What is PHERA?

What is PHERA?
“At BBI JU we are very proud to fund the PHERA project which aims to develop and commercialise bio-based insect pheromones for Crop protection. Sustainable crop protection is a key challenge that supports the contribution of BBI JU to the EU Green Deal and the need for agricultural productivity to significantly rise by 2050 while keeping biodiversity.”
Phillippe Mengal
Executive Director, BBI JU


PHEromones for Row crop Application (PHERA)

Agricultural productivity needs to rise by 70% by 2050 to feed a fast-growing population. This challenge is made difficult by the onset of insect pesticide resistance, increased regulatory pressure on crop protection chemicals, and consumer-driven demand for clean nutritious and healthy products. Pheromone insect controls, however, are safe, effective, affordable, and sustainable alternatives to toxic pesticides. Dispensing a pest insect’s sex pheromones into the field disrupts their ability to attract or find mating partners, keeping the pest population numbers low and the crops safe. Crops protected with pheromones have less chemical residue and the natural biodiversity of fields and orchards is preserved.

Mating disruption offers an effective solution to pest control and an alternative to current chemical-based insecticides. This approach uses insect sex pheromones to disrupt their reproductive cycles. Unlike chemical-based pesticides, it preserves biodiversity and has no environmental toxicity.

Although the science of mating disruption has been understood and proven for some 20 years, the cost of pheromone production has been a barrier to its deployment. However, research into production via fermentation methods has been under development for around five years. This will be able to produce pheromones at a fraction of the cost of the synthetic alternatives. The dramatic drop in price will move mating disruption for pest protection out of its current niche of high-value crops and make it affordable and accessible for large-scale row crops.

Creating an effective biotech-based method for producing pheromones will address this challenge and allow for the wider deployment of this solution. PHERA brings together the required expertise in production and formulation.

The Bio-Based Industries Joint Undertaking awarded the €6.4 million grant for the 2020-2022 period to a consortium of companies involved in PHERA, which aims to scale up pheromone production and application technology and to drive commercialization into major row crops. The PHERA consortium consists of companies specialized in pheromone application: SEDQ Healthy Crops (Spain), ISCA Europe (France), Russell IPM (UK), and Novagrica (Greece), as well as in bio-based pheromone production: BioPhero (Denmark). The consortium is completed with scale-up expertise from BPF (Netherlands), and life-cycle assessment capabilities from Fraunhofer (Germany).

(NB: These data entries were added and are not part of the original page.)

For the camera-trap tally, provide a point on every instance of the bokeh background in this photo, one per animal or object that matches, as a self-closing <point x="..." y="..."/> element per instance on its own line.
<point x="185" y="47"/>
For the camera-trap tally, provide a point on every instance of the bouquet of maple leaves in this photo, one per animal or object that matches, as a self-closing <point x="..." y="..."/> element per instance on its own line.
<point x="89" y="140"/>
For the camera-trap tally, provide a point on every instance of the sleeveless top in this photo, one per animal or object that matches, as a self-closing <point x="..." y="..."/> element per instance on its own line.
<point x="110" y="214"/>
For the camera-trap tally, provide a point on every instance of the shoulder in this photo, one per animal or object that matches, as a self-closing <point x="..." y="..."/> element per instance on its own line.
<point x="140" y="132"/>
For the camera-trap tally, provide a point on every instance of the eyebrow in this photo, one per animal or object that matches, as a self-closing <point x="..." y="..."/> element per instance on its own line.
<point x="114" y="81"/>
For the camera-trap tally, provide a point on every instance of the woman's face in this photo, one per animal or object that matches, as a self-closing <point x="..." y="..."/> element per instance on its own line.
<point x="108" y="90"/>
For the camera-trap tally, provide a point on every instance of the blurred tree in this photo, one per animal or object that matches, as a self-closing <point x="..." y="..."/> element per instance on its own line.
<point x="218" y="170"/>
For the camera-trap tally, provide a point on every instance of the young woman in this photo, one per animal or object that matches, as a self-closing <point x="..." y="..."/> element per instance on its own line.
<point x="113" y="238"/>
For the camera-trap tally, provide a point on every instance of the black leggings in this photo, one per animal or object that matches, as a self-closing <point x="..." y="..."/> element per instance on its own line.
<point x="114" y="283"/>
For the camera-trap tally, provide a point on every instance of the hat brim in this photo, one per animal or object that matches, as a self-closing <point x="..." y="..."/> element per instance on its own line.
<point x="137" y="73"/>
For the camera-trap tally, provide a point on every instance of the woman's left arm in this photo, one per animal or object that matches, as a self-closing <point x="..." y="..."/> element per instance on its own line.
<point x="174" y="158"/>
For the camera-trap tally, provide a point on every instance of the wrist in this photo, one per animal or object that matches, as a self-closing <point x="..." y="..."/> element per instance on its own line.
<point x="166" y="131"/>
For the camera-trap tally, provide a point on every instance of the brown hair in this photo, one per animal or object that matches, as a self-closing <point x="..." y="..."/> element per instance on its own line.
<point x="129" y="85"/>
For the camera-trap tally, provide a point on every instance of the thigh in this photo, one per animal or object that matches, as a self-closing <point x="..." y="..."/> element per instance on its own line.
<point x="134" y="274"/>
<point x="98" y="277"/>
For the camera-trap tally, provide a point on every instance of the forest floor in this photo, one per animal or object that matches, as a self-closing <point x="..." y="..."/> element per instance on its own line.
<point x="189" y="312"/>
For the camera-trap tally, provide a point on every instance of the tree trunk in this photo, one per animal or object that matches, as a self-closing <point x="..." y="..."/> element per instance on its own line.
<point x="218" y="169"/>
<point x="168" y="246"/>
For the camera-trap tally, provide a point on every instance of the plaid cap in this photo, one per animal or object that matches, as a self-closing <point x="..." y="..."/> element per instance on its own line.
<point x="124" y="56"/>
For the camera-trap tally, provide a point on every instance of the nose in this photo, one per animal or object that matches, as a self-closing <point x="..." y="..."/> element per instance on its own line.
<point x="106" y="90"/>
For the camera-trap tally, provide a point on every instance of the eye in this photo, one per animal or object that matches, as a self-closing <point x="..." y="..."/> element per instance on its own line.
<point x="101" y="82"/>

The pheromones used in PHERA will be produced by fermentation using renewable raw materials. The project thereby directly supports BBI JU’s strategic objectives by establishing a new bio-based business for pheromone-based pest control in row crops, while helping to solve the major societal issue of achieving sustainable agricultural productivity growth.

The PHERA grant will be used directly towards two critical steps required for large scale implementation: Scaling up the production of pheromones to production in 100 cubic meter fermentation tanks, and conducting large-scale mating disruption field experiments in row-crops to prove the efficacy of the pheromone formulations offered by the pheromone application companies.



The Objective

PHERA’s key objectives are twofold; first to demonstrate the cost-efficient production of three bio-based pheromones at scale; second, to contribute to increasing agricultural productivity through sustainable methods.

  • From an environmental perspective, using a pheromone-based approach to pest control has minimal impact compared to existing pesticides. The production method – using yeast fermentation – is also environmentally friendly. The process uses renewable raw materials, such as glycerol.
  • The PHERA technology will make pheromones an affordable form of pest control for row crops. This will help to increase food production to meet the demands of a growing population while at the same time considerably reducing long-term impacts on the environment.
  • This will also create a new industrial sector, dedicated to the production of sustainable pest control approaches. Thus, by 2027 PHERA will help establish a new agriculture technology industry for mating disruption products for row crop production worth more than €600 million, creating approximately 300 new jobs.